Will you spend a whole minute, or more, with these images? They tell something to whoever will listen. What appears motionless is merely unwilling to reveal itself to a hasty spectator.
There is another stream back in the city, once home to coho. Usually cities are superimposed onto a watershed and streams are crammed into tunnels under the streets. But at the fringes of all of earth’s cities lies a buffer zone where the excluded go to set up shelter when the architects and financiers enact their schemes deeper in the city’s entrails.
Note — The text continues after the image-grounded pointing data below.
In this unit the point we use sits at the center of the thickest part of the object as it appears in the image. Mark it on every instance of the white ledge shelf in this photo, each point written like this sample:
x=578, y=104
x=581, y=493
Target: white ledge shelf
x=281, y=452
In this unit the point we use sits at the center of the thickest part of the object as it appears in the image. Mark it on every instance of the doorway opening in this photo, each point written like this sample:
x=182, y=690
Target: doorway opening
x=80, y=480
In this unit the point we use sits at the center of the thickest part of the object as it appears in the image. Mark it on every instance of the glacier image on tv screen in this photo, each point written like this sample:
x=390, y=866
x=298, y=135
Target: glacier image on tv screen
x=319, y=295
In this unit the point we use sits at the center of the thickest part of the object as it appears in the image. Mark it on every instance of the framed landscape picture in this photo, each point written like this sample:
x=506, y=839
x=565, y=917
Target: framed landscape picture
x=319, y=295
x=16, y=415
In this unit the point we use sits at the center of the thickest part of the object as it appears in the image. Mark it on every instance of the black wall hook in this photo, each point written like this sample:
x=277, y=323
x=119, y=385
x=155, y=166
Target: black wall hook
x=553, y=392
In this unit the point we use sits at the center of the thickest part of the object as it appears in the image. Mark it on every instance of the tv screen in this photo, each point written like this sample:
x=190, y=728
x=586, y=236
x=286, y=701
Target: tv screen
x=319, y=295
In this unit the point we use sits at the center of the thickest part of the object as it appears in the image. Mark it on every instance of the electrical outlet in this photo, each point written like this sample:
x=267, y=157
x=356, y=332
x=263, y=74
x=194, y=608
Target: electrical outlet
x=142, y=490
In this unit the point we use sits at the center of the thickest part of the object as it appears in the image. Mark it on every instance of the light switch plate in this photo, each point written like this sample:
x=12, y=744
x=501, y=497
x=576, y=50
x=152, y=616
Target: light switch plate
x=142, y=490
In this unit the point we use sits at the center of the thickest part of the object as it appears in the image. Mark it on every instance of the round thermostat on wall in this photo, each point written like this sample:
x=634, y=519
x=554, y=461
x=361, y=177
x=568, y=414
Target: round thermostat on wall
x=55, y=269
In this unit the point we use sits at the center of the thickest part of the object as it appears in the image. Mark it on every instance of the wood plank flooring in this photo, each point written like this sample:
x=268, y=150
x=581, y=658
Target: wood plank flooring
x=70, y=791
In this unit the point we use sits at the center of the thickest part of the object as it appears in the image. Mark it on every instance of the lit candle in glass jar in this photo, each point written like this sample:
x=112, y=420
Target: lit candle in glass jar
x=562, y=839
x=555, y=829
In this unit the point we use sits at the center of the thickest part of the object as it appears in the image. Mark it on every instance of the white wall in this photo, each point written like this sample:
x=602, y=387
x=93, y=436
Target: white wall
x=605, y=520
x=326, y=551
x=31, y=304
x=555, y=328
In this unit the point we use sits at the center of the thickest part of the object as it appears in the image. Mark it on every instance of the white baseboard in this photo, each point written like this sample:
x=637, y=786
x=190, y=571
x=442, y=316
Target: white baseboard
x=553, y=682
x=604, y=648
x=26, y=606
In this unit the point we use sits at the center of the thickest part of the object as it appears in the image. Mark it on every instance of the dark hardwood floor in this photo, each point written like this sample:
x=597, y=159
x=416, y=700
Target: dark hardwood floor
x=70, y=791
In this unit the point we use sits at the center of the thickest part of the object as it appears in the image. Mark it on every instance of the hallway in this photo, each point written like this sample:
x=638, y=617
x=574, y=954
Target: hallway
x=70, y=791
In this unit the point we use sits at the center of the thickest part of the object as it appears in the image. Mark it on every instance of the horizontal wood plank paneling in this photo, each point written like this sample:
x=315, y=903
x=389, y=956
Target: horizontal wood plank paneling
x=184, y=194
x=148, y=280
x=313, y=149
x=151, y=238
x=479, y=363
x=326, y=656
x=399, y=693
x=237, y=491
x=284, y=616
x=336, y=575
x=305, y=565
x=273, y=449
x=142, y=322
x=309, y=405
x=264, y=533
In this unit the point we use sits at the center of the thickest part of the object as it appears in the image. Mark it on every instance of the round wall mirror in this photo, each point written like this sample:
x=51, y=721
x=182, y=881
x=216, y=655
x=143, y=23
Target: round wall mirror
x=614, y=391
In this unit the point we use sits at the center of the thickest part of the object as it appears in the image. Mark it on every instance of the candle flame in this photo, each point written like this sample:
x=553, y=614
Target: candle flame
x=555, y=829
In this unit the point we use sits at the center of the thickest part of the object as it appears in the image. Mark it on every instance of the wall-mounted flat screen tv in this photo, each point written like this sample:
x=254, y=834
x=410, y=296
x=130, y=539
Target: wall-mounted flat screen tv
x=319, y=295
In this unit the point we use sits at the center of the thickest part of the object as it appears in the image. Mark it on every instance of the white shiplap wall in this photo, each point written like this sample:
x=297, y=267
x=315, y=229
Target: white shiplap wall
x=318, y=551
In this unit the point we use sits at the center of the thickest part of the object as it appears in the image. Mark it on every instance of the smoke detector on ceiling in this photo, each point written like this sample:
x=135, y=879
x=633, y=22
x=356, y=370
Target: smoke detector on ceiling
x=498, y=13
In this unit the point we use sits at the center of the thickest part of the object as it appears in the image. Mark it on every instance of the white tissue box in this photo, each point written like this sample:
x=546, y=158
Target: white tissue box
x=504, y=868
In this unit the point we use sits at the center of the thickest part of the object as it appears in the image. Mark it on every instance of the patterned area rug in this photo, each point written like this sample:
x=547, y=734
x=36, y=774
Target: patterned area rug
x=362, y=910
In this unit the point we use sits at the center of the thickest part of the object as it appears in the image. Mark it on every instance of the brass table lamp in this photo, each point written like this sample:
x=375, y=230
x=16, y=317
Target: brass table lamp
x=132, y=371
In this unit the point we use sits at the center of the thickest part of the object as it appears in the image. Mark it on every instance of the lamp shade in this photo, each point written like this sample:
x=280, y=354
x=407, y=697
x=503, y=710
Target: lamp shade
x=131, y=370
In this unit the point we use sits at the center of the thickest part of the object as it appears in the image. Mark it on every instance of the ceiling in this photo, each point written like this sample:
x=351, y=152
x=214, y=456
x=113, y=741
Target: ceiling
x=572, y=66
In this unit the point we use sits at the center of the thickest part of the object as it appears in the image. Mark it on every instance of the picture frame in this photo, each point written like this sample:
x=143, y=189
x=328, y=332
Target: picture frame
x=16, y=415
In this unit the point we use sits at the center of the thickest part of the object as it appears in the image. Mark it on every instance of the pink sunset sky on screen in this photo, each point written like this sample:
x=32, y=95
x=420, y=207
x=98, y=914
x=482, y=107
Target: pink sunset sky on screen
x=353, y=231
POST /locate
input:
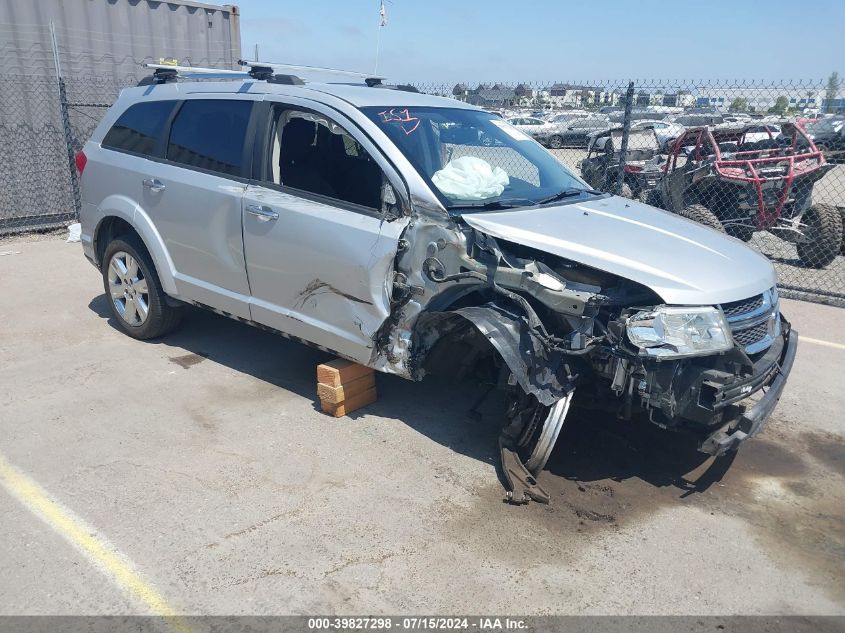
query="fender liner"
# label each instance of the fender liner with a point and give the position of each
(535, 367)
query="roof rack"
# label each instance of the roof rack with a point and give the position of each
(261, 71)
(167, 73)
(370, 80)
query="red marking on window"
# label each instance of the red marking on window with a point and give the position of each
(407, 122)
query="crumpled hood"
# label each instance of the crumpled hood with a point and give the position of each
(684, 262)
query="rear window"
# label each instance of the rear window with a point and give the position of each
(210, 134)
(139, 128)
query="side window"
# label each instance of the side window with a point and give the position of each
(311, 153)
(210, 134)
(139, 127)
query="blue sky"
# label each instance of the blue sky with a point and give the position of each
(542, 40)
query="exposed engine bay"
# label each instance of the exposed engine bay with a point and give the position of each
(559, 334)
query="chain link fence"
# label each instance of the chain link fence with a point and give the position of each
(763, 163)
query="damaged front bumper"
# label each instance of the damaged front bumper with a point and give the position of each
(749, 423)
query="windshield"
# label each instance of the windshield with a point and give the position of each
(473, 159)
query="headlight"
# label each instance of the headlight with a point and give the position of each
(673, 332)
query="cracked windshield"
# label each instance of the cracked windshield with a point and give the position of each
(475, 159)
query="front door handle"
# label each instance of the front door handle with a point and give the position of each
(264, 214)
(153, 184)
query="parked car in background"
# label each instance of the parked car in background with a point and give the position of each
(765, 132)
(698, 119)
(526, 124)
(664, 131)
(643, 162)
(637, 114)
(571, 132)
(829, 136)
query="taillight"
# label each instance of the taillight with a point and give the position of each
(81, 160)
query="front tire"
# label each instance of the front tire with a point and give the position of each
(701, 214)
(823, 236)
(133, 290)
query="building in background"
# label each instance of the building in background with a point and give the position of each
(101, 46)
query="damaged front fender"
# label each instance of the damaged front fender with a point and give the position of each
(535, 368)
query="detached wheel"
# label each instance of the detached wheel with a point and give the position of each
(135, 296)
(701, 214)
(534, 429)
(822, 236)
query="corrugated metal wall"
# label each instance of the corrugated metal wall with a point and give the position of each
(102, 45)
(114, 37)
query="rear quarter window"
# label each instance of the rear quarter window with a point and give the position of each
(139, 128)
(210, 134)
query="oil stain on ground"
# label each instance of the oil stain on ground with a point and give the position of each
(187, 361)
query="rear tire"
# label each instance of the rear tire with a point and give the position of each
(824, 236)
(133, 290)
(701, 214)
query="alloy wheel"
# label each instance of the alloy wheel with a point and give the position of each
(128, 288)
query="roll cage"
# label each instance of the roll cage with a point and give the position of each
(733, 158)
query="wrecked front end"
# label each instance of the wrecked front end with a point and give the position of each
(555, 333)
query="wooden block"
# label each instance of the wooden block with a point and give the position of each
(350, 404)
(340, 371)
(347, 389)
Here, haphazard neglect means the stream still flows between sunlit banks lined with chain link and bramble. Car parts and glass line the shore and the odor is more synthetic than rotting flesh. There is a narrow bridge of creosote timber and blacktop, and half a block up a little street, a simple white duplex. I was born there. The front yard is an ample concrete slab, as if the builder knew that whoever lived here would have a robust involvement with derelict cars and the various tasks of triage that coax life from them. Now the same people whose ancestors turned a floodplain into a city of steel walls have shifted their desires. They still want an aesthetic of control, but now with botanical overtones. They want back the stream they once relegated to the scorned classes. They have taken the houses, levied taxes, cleaned up the waterway, and programmed the habitat. Yesterday, coho spawned there for the first time in decades. Capital’s whims are as erratic as they are relentless. During the cannery era, salmon were the cheap protein that gave a low-wage workforce physical strength. Now they serve as yard ornaments for a post-urban pastoralism. My ancestors have moved on, in constant migration, like the coho, swimming upstream, in flight from capital, further on, toward the headwaters.